Com todos esses fatores, nos próximos anos, o Brasil poderá não apenas reduzir suas emissões no setor aéreo, mas também se posicionar como exportador de SBC (Synthetic Blending Content) ou de SAF para mercados internacionais. O sucesso não depende apenas de avanços tecnológicos, mas da construção de um ambiente de negócios estável, com previsibilidade regulatória, tributária e jurídica, e reconhecimento internacional das matérias-primas brasileiras.

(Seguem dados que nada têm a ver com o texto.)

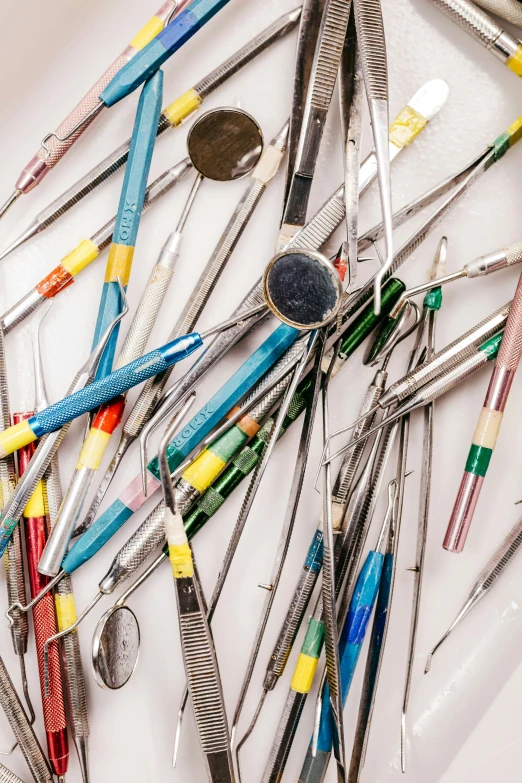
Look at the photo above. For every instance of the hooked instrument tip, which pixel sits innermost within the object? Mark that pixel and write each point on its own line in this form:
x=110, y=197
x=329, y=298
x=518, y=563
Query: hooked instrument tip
x=9, y=203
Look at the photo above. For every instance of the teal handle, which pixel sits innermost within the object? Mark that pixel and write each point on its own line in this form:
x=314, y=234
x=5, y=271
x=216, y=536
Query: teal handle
x=152, y=56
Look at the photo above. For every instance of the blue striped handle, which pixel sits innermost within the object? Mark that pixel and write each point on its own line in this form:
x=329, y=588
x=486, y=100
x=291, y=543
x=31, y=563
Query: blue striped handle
x=130, y=209
x=192, y=434
x=152, y=56
x=111, y=305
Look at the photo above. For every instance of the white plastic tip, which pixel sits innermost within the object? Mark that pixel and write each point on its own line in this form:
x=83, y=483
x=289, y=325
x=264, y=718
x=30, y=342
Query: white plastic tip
x=430, y=98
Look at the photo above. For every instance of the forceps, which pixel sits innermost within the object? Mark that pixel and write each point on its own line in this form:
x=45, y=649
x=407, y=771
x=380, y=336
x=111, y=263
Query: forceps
x=199, y=655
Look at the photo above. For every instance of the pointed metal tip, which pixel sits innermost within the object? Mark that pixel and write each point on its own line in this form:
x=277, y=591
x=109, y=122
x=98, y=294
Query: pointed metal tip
x=9, y=203
x=295, y=15
x=82, y=749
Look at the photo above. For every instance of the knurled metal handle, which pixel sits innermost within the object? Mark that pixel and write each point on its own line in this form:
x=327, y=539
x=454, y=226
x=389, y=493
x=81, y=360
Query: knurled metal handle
x=145, y=315
x=372, y=45
x=6, y=776
x=328, y=53
x=473, y=20
x=79, y=115
x=16, y=591
x=510, y=10
x=203, y=680
x=22, y=729
x=502, y=557
x=450, y=356
x=449, y=380
x=94, y=395
x=284, y=737
x=352, y=460
x=242, y=57
x=291, y=624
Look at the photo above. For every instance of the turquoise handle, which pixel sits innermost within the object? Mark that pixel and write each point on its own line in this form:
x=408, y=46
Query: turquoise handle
x=152, y=56
x=203, y=422
x=118, y=382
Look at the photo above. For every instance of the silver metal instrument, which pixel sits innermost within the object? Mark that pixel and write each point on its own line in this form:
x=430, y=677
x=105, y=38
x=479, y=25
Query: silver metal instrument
x=14, y=562
x=286, y=533
x=149, y=396
x=205, y=147
x=382, y=615
x=425, y=339
x=486, y=580
x=47, y=448
x=102, y=239
x=199, y=655
x=480, y=26
x=22, y=729
x=113, y=162
x=370, y=39
x=322, y=80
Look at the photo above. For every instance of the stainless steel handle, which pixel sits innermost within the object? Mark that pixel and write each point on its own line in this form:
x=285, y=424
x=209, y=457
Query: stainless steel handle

Para isso, será essencial alinhar os critérios nacionais com padrões como o CORSIA, da ICAO, que já serve de base para o mercado global de SAF. Estuda-se, inclusive, a harmonização entre o RenovaBio e o CORSIA, com apoio da Embrapa, para aproveitar a estrutura já existente no país. A formação de profissionais especializados em certificação e rastreabilidade também será decisiva, dada a complexidade e a escala que o setor exigirá. Enquanto outras nações aguardam o amadurecimento das novas tecnologias de aviação, o Brasil pode ocupar um espaço estratégico e avançar como protagonista da transição energética no setor aéreo.